شبكه خبر اجازه اعلام خبر ثبت نام حميد بقايى را به خبرنگارش نداد. pic.twitter.com/Aot1rTJPY8
— Mehdi Parpanchi (@Parpanchi) April 12, 2017
Shabakeh Khabar did not give their reporter the permission to announce the registration of Hamid Baghaei as a candidate.
#نگم_بقایی_رو, translating into the Nouri's question, “I shouldn't mention Baghaei?” started trending amongst Iranians remarking on the broadcasters censorship.
— کاتالاکسی (@AugustvonHayek) April 12, 2017
IRIB gets more shameless everyday. A broadcaster with lies, broken screenings, and censorship.
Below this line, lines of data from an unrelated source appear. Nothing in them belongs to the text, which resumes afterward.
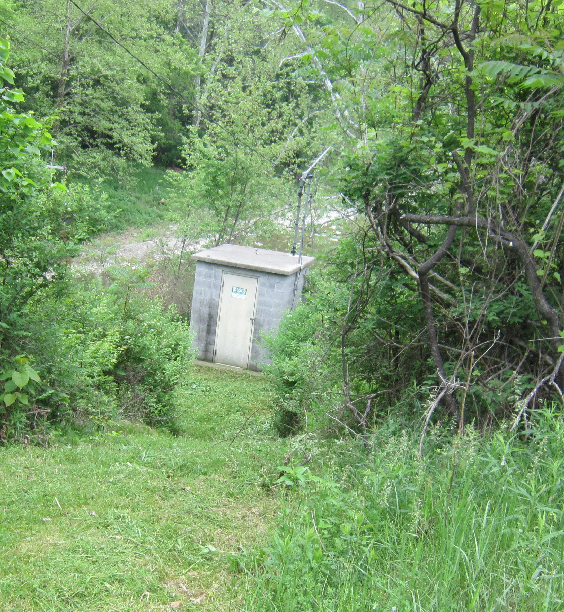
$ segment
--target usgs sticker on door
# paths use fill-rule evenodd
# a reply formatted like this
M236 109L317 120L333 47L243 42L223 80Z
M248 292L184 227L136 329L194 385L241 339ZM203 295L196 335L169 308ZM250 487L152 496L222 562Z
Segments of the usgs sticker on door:
M231 297L240 297L242 300L247 299L247 289L243 287L231 287Z

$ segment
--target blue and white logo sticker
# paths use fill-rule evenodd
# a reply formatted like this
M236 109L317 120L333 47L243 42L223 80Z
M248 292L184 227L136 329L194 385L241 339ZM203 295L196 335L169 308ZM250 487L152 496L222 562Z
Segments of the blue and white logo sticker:
M247 299L247 289L243 287L231 287L231 297L239 297L240 299Z

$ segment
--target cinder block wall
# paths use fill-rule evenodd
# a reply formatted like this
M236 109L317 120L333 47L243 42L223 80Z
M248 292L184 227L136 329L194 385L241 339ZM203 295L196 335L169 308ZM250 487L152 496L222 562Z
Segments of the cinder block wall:
M307 268L301 271L295 299L294 282L298 273L287 276L207 261L197 261L190 324L194 333L194 345L198 349L198 359L204 361L214 360L219 295L224 272L258 279L256 321L249 369L260 370L262 365L270 362L268 351L263 345L261 336L277 330L282 314L288 308L295 308L299 302L307 271Z

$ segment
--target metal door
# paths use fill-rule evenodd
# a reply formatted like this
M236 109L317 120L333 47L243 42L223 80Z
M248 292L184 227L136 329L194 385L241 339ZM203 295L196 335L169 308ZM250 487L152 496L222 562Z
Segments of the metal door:
M247 367L258 281L253 277L224 273L216 332L216 363Z

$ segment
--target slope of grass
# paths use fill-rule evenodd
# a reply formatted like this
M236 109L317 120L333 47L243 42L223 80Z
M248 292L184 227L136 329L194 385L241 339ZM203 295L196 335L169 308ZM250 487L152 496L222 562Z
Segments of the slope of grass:
M110 208L120 212L110 229L145 228L173 220L175 209L168 202L164 182L166 168L141 168L124 183L117 177L107 178L101 187L108 196Z
M279 501L277 476L252 455L276 466L287 445L270 429L265 379L194 367L184 390L185 436L119 424L0 449L0 610L237 601L227 555L265 543ZM255 411L244 436L213 446Z

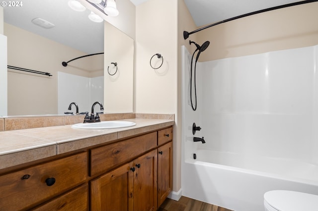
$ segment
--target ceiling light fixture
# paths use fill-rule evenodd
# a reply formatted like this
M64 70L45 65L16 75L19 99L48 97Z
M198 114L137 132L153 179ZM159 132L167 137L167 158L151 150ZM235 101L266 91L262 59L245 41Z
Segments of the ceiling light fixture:
M68 4L73 10L78 12L82 12L86 10L86 7L77 0L69 0Z
M103 0L99 3L92 2L96 0L85 0L106 15L116 16L119 14L115 0Z
M88 1L94 3L99 3L101 2L101 0L88 0Z
M104 19L101 18L98 15L96 15L93 12L90 12L90 14L88 15L88 18L92 21L95 22L96 23L100 23L103 22Z

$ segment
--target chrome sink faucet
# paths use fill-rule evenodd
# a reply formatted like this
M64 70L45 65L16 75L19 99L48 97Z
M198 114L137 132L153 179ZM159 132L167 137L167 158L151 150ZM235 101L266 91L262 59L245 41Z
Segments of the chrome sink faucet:
M103 105L100 102L96 102L94 103L93 105L91 106L91 112L90 112L90 116L88 116L88 112L86 113L86 116L84 118L84 123L86 122L98 122L100 121L100 118L99 118L99 116L98 115L98 113L96 113L96 116L94 114L94 107L97 104L98 104L100 106L100 110L104 110L104 107L103 107Z
M76 103L74 103L74 102L71 103L71 104L70 104L70 106L69 106L69 110L72 110L72 105L75 105L75 107L76 107L76 115L79 114L79 106L78 106Z

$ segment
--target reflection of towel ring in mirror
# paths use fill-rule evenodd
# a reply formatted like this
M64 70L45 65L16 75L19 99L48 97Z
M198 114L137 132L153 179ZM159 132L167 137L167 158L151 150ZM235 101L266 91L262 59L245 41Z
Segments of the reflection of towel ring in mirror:
M161 59L162 59L162 61L161 61L161 64L160 65L160 66L159 66L159 67L157 67L157 68L155 68L155 67L153 67L153 65L152 65L152 64L151 64L151 60L153 59L153 58L154 57L154 56L155 56L155 55L157 55L157 57L158 58L161 58ZM151 58L150 59L150 66L153 68L153 69L159 69L162 65L163 63L163 57L161 56L161 54L160 53L156 53L156 54L155 54L155 55L152 56Z
M108 68L107 68L107 71L108 72L108 74L110 75L114 75L116 74L116 72L117 72L117 69L118 68L118 67L117 67L117 62L111 62L111 64L113 64L114 65L114 66L116 67L116 71L115 72L115 73L114 74L110 74L110 73L109 72L109 66L108 66Z

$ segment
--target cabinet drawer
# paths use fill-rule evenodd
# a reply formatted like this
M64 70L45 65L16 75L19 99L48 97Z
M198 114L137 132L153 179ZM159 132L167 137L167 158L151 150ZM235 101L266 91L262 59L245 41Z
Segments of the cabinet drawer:
M88 185L86 183L35 209L34 211L86 211L88 208Z
M157 132L90 151L90 176L107 171L157 146Z
M85 180L87 171L87 156L82 153L1 176L0 210L20 210L44 202ZM48 178L55 183L49 186Z
M158 146L172 140L173 129L172 127L164 129L158 131Z

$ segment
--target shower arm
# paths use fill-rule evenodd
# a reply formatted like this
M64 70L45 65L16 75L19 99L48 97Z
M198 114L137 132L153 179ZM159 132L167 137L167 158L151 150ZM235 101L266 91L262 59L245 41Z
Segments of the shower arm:
M205 26L204 27L202 28L200 28L200 29L198 29L196 30L194 30L193 31L192 31L191 32L188 32L186 31L183 31L183 38L184 39L184 40L186 40L187 39L188 39L188 38L189 37L189 35L191 35L192 34L194 34L196 32L198 32L200 31L202 31L203 30L207 29L208 28L210 28L212 26L216 26L217 25L219 25L221 23L226 23L227 22L229 22L229 21L231 21L231 20L236 20L238 18L242 18L242 17L247 17L250 15L254 15L256 14L258 14L258 13L260 13L262 12L267 12L268 11L271 11L271 10L274 10L275 9L281 9L282 8L285 8L285 7L288 7L289 6L296 6L297 5L300 5L300 4L303 4L304 3L311 3L311 2L316 2L316 1L318 1L318 0L303 0L303 1L298 1L298 2L295 2L294 3L288 3L286 4L283 4L283 5L281 5L280 6L274 6L273 7L270 7L270 8L268 8L267 9L261 9L260 10L257 10L257 11L255 11L254 12L249 12L246 14L244 14L243 15L238 15L233 18L229 18L226 20L224 20L219 22L218 22L217 23L215 23L213 24L212 24L211 25L209 25L208 26Z

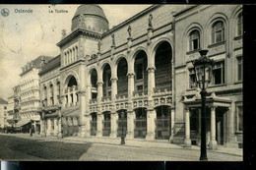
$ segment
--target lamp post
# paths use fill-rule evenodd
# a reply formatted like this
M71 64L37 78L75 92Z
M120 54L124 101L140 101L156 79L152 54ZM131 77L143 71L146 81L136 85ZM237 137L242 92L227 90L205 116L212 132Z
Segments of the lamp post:
M193 65L197 85L202 89L200 92L202 98L200 160L208 160L206 149L206 88L211 82L214 60L211 60L206 56L208 50L200 50L199 53L201 57L195 60Z
M124 142L124 132L123 132L123 120L124 120L124 112L121 112L121 119L122 119L122 135L121 135L121 144L125 144Z

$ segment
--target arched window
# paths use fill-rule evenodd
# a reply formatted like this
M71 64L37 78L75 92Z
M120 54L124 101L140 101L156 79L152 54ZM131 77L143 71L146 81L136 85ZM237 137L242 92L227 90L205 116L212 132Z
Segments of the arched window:
M212 43L224 40L224 27L223 22L216 22L212 28Z
M237 35L238 35L238 36L241 36L241 35L242 35L242 32L243 32L242 23L243 23L242 13L240 13L240 14L238 15L238 20L237 20Z
M193 30L189 34L189 51L200 48L200 33L198 30Z

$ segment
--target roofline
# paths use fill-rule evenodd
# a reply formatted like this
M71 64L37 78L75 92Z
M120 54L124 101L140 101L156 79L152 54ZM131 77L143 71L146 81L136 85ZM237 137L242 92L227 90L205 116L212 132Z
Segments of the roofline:
M198 7L198 6L200 6L200 5L193 5L192 7L187 7L187 8L185 8L185 9L183 9L183 10L177 12L176 14L174 14L173 17L177 17L177 16L179 16L179 15L181 15L181 14L183 14L183 13L189 11L189 10L192 10L192 9Z
M59 54L59 55L57 55L56 57L50 59L50 60L46 63L46 65L47 65L49 62L51 62L51 61L53 61L53 60L56 60L58 57L61 57L61 55ZM60 63L61 63L61 62L60 62ZM45 73L48 73L49 71L52 71L53 69L56 69L56 68L58 67L58 65L60 66L59 63L55 63L54 65L52 65L52 66L54 66L54 67L52 67L52 68L50 68L49 70L46 70L46 71L43 70L43 68L42 68L41 71L38 73L38 76L41 76L41 75L43 75L43 74L45 74Z
M152 5L152 6L148 7L148 8L146 8L145 10L139 12L138 14L134 15L133 17L125 20L124 22L120 23L119 25L115 26L114 28L112 28L108 29L107 31L103 32L101 36L103 37L103 36L105 36L107 34L110 34L111 32L113 32L116 29L122 28L123 26L133 22L134 20L144 16L145 14L147 14L147 13L149 13L149 12L151 12L151 11L160 7L160 6L161 6L160 4L155 4L155 5Z
M66 37L61 39L58 43L56 43L56 45L61 48L62 46L64 46L65 44L70 42L70 38L72 38L72 37L74 37L76 35L79 35L79 34L81 34L83 32L94 34L96 36L98 36L99 38L101 37L100 33L97 33L97 32L95 32L95 31L91 31L91 30L87 30L87 29L84 29L84 28L77 28L74 31L72 31L70 34L68 34ZM72 40L74 38L72 38Z

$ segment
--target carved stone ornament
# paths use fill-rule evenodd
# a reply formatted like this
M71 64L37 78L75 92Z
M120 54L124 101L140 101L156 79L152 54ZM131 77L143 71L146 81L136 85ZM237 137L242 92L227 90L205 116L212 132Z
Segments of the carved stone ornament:
M61 34L62 34L62 39L63 39L64 37L66 37L66 36L67 36L66 29L62 29Z
M98 42L97 42L97 53L100 53L100 45L101 45L101 42L98 41Z
M149 16L149 28L153 28L153 26L152 26L152 20L153 20L153 15L150 14L150 16Z
M127 31L128 31L129 37L132 37L132 27L131 26L128 27Z
M112 37L112 46L115 46L114 33L111 34L111 37Z

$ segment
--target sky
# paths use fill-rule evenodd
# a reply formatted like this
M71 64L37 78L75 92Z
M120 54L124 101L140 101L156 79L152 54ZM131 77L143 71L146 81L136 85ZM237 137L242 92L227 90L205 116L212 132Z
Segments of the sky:
M71 31L71 21L79 5L0 5L9 16L0 15L0 97L13 95L19 85L22 67L40 55L55 57L60 53L56 43L61 30ZM109 28L151 5L99 5L108 20ZM49 13L49 10L68 13ZM19 13L32 10L32 13Z

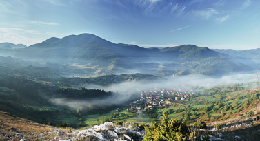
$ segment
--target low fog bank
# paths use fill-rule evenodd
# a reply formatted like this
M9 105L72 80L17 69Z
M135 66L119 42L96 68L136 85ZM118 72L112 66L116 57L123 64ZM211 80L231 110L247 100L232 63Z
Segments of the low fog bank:
M101 85L83 85L87 89L104 89L106 91L113 91L112 96L106 98L96 98L92 100L71 100L67 98L54 98L50 101L56 105L68 106L72 109L77 109L83 106L87 108L90 104L96 107L110 106L117 105L126 105L131 100L140 97L140 93L144 91L154 91L160 89L169 90L177 89L181 91L193 90L194 92L201 92L201 89L196 87L204 87L208 89L216 86L223 86L232 84L245 84L246 88L254 89L259 87L259 82L260 74L239 74L227 75L221 77L209 77L201 75L189 75L171 78L167 80L158 80L155 82L143 82L133 80L124 82L119 84L112 84L104 87Z
M86 85L83 87L88 89L99 89L105 91L118 92L120 94L140 93L141 91L157 90L159 89L187 89L194 87L210 88L212 87L236 84L246 84L259 80L260 74L238 74L223 76L206 76L202 75L188 75L172 77L166 80L154 80L152 83L133 80L119 84L112 84L108 87ZM254 86L252 86L252 88ZM257 86L256 86L257 87ZM183 89L185 90L185 89Z

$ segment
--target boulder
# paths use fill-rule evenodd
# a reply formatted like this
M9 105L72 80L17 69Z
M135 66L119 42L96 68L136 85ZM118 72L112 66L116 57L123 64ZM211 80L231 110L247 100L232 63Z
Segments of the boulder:
M60 130L58 130L57 129L54 129L54 130L53 131L53 133L56 134L56 135L64 135L65 132L60 131Z

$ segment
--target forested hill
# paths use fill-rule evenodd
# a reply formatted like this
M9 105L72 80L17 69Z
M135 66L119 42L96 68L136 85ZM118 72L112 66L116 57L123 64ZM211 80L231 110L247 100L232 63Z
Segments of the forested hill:
M88 73L96 74L147 73L172 75L183 71L196 74L199 71L194 70L194 65L192 67L190 64L204 65L198 63L206 58L211 58L207 60L209 63L206 64L209 65L214 63L213 58L230 58L232 61L226 61L224 66L229 69L224 68L226 71L221 72L248 70L241 67L246 65L245 62L237 62L228 54L206 47L183 45L162 49L144 48L135 45L115 44L91 34L70 35L62 39L52 37L26 48L4 49L4 51L17 58L86 66L80 69L88 69ZM221 67L221 65L215 64L219 68ZM252 65L250 67L257 69ZM207 69L204 71L205 74L214 74L207 73Z

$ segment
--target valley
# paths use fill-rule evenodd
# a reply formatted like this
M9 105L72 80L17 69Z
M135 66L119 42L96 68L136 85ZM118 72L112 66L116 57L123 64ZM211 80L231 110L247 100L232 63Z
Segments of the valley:
M259 61L237 51L148 49L90 34L0 50L0 110L48 126L147 127L164 112L201 135L220 132L229 140L244 140L237 133L259 124Z

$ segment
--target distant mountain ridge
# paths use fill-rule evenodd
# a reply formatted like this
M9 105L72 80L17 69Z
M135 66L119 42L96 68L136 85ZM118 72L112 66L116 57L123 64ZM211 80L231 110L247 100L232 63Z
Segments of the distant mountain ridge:
M174 74L180 71L185 71L189 72L188 74L219 74L219 72L228 73L237 70L246 71L247 68L250 67L243 68L241 63L232 60L228 54L206 47L183 45L162 49L144 48L135 45L115 44L92 34L70 35L62 39L52 37L26 48L16 50L13 56L60 63L88 65L89 70L94 69L96 73L101 74L128 71L134 73L164 74L167 72L168 74ZM194 65L201 65L201 63L206 63L205 59L210 62L206 64L211 65L217 58L224 58L221 61L225 61L226 67L229 69L222 72L212 72L211 69L207 70L210 67L197 67L194 69ZM227 58L230 61L228 61ZM180 65L183 63L186 65ZM221 63L214 64L221 65ZM220 66L217 67L221 68ZM199 70L201 68L206 69ZM207 73L207 71L210 73Z

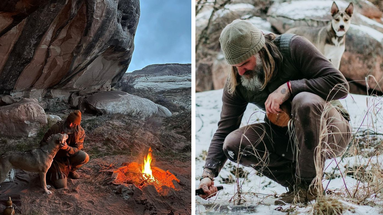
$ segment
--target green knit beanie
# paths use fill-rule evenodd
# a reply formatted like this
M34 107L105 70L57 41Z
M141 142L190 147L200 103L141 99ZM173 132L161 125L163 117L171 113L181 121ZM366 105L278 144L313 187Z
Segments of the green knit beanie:
M219 37L225 59L231 65L250 58L265 45L265 37L250 22L236 20L223 29Z

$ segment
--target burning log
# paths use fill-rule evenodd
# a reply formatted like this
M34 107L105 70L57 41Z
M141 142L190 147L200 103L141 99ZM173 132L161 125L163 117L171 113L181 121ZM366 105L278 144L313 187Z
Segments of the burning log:
M151 148L149 148L147 155L144 159L143 164L134 162L124 163L116 168L101 171L111 173L111 181L110 182L119 185L115 187L117 192L126 193L128 195L126 198L128 198L129 195L133 195L136 189L134 187L142 190L149 185L154 186L157 192L161 195L166 195L167 192L164 190L166 189L164 188L167 187L177 190L173 182L179 182L180 180L174 174L169 170L165 171L158 167L151 166L152 151Z

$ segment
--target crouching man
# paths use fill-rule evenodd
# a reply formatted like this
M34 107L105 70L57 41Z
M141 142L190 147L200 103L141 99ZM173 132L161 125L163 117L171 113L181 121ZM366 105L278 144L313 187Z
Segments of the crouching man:
M344 77L299 35L264 34L237 20L224 29L219 41L231 70L199 185L205 195L200 196L214 195L214 178L229 159L288 188L276 204L316 199L323 191L326 159L339 156L351 138L349 116L337 100L347 95ZM277 114L288 100L294 132L267 117L239 128L248 103Z
M68 177L79 179L80 174L76 170L89 161L88 154L81 150L85 132L80 125L81 122L80 111L71 112L66 119L52 125L40 142L40 145L46 144L47 139L52 134L68 135L67 144L61 147L47 173L47 179L51 180L56 189L66 187Z

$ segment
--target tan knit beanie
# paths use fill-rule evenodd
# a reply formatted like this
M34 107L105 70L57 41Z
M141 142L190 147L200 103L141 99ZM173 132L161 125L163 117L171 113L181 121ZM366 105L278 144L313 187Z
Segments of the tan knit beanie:
M265 37L250 22L236 20L222 30L219 42L225 59L233 65L243 62L259 51L265 45Z
M80 125L81 122L81 112L79 110L71 112L67 119L73 123Z

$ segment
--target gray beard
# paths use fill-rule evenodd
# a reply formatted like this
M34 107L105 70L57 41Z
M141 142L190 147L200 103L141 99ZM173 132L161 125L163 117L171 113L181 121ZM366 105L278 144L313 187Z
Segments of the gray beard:
M255 68L252 70L246 72L251 73L252 75L250 77L247 77L244 75L241 76L241 84L247 90L257 93L260 90L264 83L263 81L261 80L260 77L262 77L264 73L262 65L262 61L260 59L259 55L257 57L257 65Z
M72 128L70 128L68 126L65 126L64 129L64 132L67 134L74 134L74 132L76 130L76 126L74 126Z

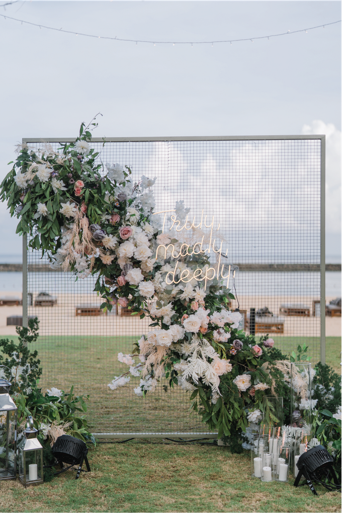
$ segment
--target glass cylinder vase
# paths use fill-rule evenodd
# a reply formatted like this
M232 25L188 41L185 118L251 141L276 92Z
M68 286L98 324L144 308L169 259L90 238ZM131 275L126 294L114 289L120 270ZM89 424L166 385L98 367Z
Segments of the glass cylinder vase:
M311 364L291 364L291 423L293 427L310 426L311 423Z
M283 410L282 397L264 396L262 422L266 424L271 424L274 427L282 426Z

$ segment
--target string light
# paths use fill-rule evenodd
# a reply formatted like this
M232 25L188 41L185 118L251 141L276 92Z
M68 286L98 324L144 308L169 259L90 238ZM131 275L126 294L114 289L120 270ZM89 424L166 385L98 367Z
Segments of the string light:
M11 3L14 3L14 2L11 2ZM8 5L8 4L6 4L6 5ZM0 6L0 7L1 7L1 6ZM39 25L37 23L32 23L31 22L27 22L27 21L25 21L25 19L18 19L17 18L13 18L13 17L12 17L10 16L5 16L4 14L0 14L0 16L2 16L3 18L5 18L5 19L7 19L7 18L8 18L9 19L12 19L12 20L13 20L15 22L21 22L22 25L23 25L23 23L26 23L26 24L27 24L27 25L33 25L34 27L39 27L39 28L40 29L42 29L42 28L44 28L44 29L47 29L49 30L57 30L58 32L65 32L67 34L75 34L76 35L83 35L83 36L84 36L85 37L96 37L96 38L98 38L99 39L99 38L101 38L101 39L108 39L108 40L110 40L111 41L116 40L117 41L124 41L125 42L131 42L131 43L134 43L134 42L135 42L136 44L137 44L137 43L152 43L153 44L153 46L155 46L156 43L158 43L159 44L165 44L165 45L170 45L171 44L171 45L172 45L173 46L174 46L174 45L175 44L175 43L173 43L172 41L156 41L155 42L153 42L153 41L145 41L145 40L138 40L137 41L136 40L135 40L135 39L134 40L133 40L133 39L124 39L123 38L117 37L116 36L115 36L115 37L109 37L108 36L96 36L96 35L94 35L92 34L84 34L84 33L81 33L81 32L74 32L72 30L63 30L62 28L61 28L61 29L56 29L56 28L55 28L54 27L47 27L46 25ZM335 25L336 23L341 23L341 20L339 19L337 22L332 22L331 23L326 23L324 25L317 25L316 27L310 27L308 29L301 29L300 30L293 30L292 32L290 32L290 30L289 30L286 32L281 32L280 34L270 34L270 35L260 36L257 37L254 37L253 39L252 39L251 37L247 37L247 38L244 38L244 39L223 40L219 41L213 41L213 42L212 42L212 41L195 41L193 43L191 43L191 42L190 42L190 41L177 41L177 45L189 45L189 44L191 44L192 47L193 47L193 45L208 45L208 44L210 44L210 43L211 43L211 46L213 46L214 43L230 43L230 44L231 44L231 45L232 45L232 42L233 43L239 43L241 41L252 41L252 43L254 43L254 40L257 40L257 39L266 39L266 38L267 38L268 40L269 40L270 37L278 37L279 36L281 36L281 35L285 35L285 34L296 34L297 32L306 32L306 33L307 33L308 30L314 30L314 29L319 29L319 28L325 28L326 26L327 26L328 25Z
There is a lot missing #I_shouldn't_mention_Baghaei
Candidate registration for the 12th Presidential elections of the Islamic Republic of Iran began on April 11 and will last for five days, followed by a period when the registrants will be screened for their political and Islamic qualifications by the hardline and religious body tasked with vetting, the Guardian Council. The Council typically disqualifies the majority of registrants.
The Islamic Republic of Iran Broadcaster (IRIB) is known as a mouthpiece for Iran's hardline conservatives, echoing the concerns and opinions of this establishment. The IRIB's director is a position directly appointed by the country's highest power, the Supreme Leader Ayatollah Khamenei.
When it comes to reporting on elections, the IRIB's decisions about who to mention — and who to omit — are often seen as a reflection of internal sentiment about the prospective candidates. The interruption of Nouri's report is a sign that Baghaei may be disqualified from the running.
It is unknown whether Nouri already knew not to report on Ahmadinejad's registration as well, or if she was deterred post-facto.
Wednesday's registrations made headlines as former President Mahmoud Ahmadinejad, flanked by his close confidants former Vice President Baghaei and former Chief of Staff Esfandiar Mashaei, stopped by the Ministry to announce that he and Baghaei had registered.
This is a change in course for Ahmadinejad, who in September 2016 announced he would not join the race, after being warned by the Supreme Leader that his candidacy would cause polarization and harmful divisions in Iranian society. While also banned in 2013 from running for reelection, Ahmadinejad campaigned for the candidacy of Mashaei, who ultimately failed to win the Guardian Council‘s approval.
The IRIB is known for inserting bias an censorship into election reporting. During the 2013 presidential campaigns, several of the candidates remarked on the IRIB's unfair coverage and use of censorship. Rouhani accused the state broadcaster of defaming prominent figures during an interview on 27 May 2013, while the reformist candidate Mohamad Reza Aref's campaign accused the IRIB of cutting his campaign appearances in an “inappropriate manner.”
While the broadcaster is watched by millions of Iranians, it is notorious for not giving airtime to those who do not fall in line with Khamenei and the clerical establishment, and for serving the interests of Iran's intelligence agencies, sometimes going so far as to air forced confessions of political prisoners under duress.